Pursuant to the agreement, all 100,000 shares of common stock will be restricted securities.
19.
Subsequent events
On
October 5, 2020, Stem Holdings, Inc. (“STEM”), Driven Deliveries, Inc. (“DRVD”) and Stem Driven Acquisition,
Inc. (“SDA”) entered into an Agreement and Plan of Merger (the “Merger Agreement”) wherein DRVD
would merge with and into SDA, with DRVD being the surviving entity and, following closing of the merger transaction, DRVD would
become a wholly-owned subsidiary of STEM. Pursuant to the Merger Agreement, STEM will exchange one newly-issued share of STEM
common stock for each issued and outstanding share of DRVD. Immediately prior to the closing of the Merger, STEM will issue to
each holder of warrants, options or convertible debentures to purchase DRVD shares, warrants, options and convertible debentures
that are equal in value and on the same terms as the respective holder’s DRVD warrants, options and debentures. Additionally,
certain outstanding DRVD of the Company will be converted into shares of the Company’s common stock in accordance with the
terms of the Merger Agreement.
Management
believes that the merger transaction will close prior to the end of calendar year 2020, subject to satisfaction of all terms and
conditions of the Merger Agreement and completion of due diligence by all entities.
In
December 2020, the Company filed a preliminary short form document with the securities regulatory authorities in each of
the provinces of British Columbia, Alberta and Ontario in connection with a marketed public offering of units of the Company.
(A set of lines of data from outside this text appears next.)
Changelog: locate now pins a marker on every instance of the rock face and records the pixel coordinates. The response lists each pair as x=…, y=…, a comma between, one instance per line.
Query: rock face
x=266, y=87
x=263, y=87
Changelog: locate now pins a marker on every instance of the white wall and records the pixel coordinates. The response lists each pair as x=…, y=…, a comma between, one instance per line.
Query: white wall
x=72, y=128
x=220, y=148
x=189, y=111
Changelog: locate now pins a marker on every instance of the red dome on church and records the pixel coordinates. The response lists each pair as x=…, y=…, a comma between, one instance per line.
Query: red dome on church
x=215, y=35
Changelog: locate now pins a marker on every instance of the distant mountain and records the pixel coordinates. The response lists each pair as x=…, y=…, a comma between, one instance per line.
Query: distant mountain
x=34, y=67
The Offering is being led by Canaccord Genuity Corp. Each Unit shall be comprised of one common share in the capital of the Company
and one common share purchase warrant of the Company Each Warrant is exercisable into one common share at an exercise price to
be determined in the context of the market. The final pricing of each Unit, the exercise price of each Warrant, and the term of
each Warrant will be determined in the context of the market prior to the filing of the final short form document in respect
of the Offering. The net proceeds raised under the Offering will be used for working capital and general corporate purposes.
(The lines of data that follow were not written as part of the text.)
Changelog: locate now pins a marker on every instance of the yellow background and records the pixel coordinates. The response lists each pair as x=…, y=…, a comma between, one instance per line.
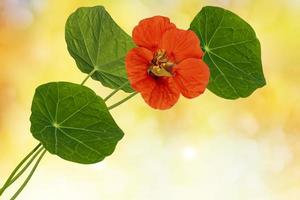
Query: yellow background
x=207, y=148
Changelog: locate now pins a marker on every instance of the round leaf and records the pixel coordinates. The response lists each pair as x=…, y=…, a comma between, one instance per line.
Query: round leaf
x=232, y=52
x=99, y=46
x=74, y=123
In December 2020, the Company received gross
proceeds of approximately $1.3 million from the sale of common shares related to a Form S-1 Registration Statement.
On December 20, 2020, the Company, through
its international counsel, notified the Minister of Health, the Prime Ministers’ Office, the Kings Office and the Attorney
General of Eswatini/Swaziland that the Company has discontinued its initiative in acquiring the cannabis license.